Mari was at her side. "Lilo, don't get—"

Lilo recoiled from the woman in horror. "No! I couldn't have. I could have killed... that," she pointed to the paired Vaffas. "I could have killed either of those things. But not Mari."

"I didn't say there was no remorse," Tweed said. "Vaffa says you seemed relieved when he killed you."

"Lilo, I don't hold it against you," Mari said. "I know it sounds strange, but I got to know you... I got to know you twice now. I like you. You did what you thought you had to, and you waited until I'd had a recording taken. I only lost a few days. The Boss told me it was painless, you didn't make me suffer."

"That's true," Tweed said. He was studying Lilo.

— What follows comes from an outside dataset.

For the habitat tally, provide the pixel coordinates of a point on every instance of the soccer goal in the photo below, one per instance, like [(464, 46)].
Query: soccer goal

"But I just can't believe..."

"You must. And know this, too. I know you now. There are signs I can look for, things you will not be able to hide from me. If I see them, I will know you are following the script. You, on the other hand, will never be sure." His fat fingers, ticking off the arguments, were like the bars of a cage closing around her.

"I'll leave you to think about what I've said. When you've decided if you'll cooperate, come and tell me. It's your choice, and I want a firm decision from you this time, not the lies you told me at the institute. I've spent enough time and energy on you already."

He left, trailing the male Vaffa behind him like a faithful dog. Lilo and Mari were left virtually alone, as the other Vaffa seemed to have forgotten about them. Lilo watched her as she tried to coax her snake down from a tree, then scrambled up a vertical trunk to join it.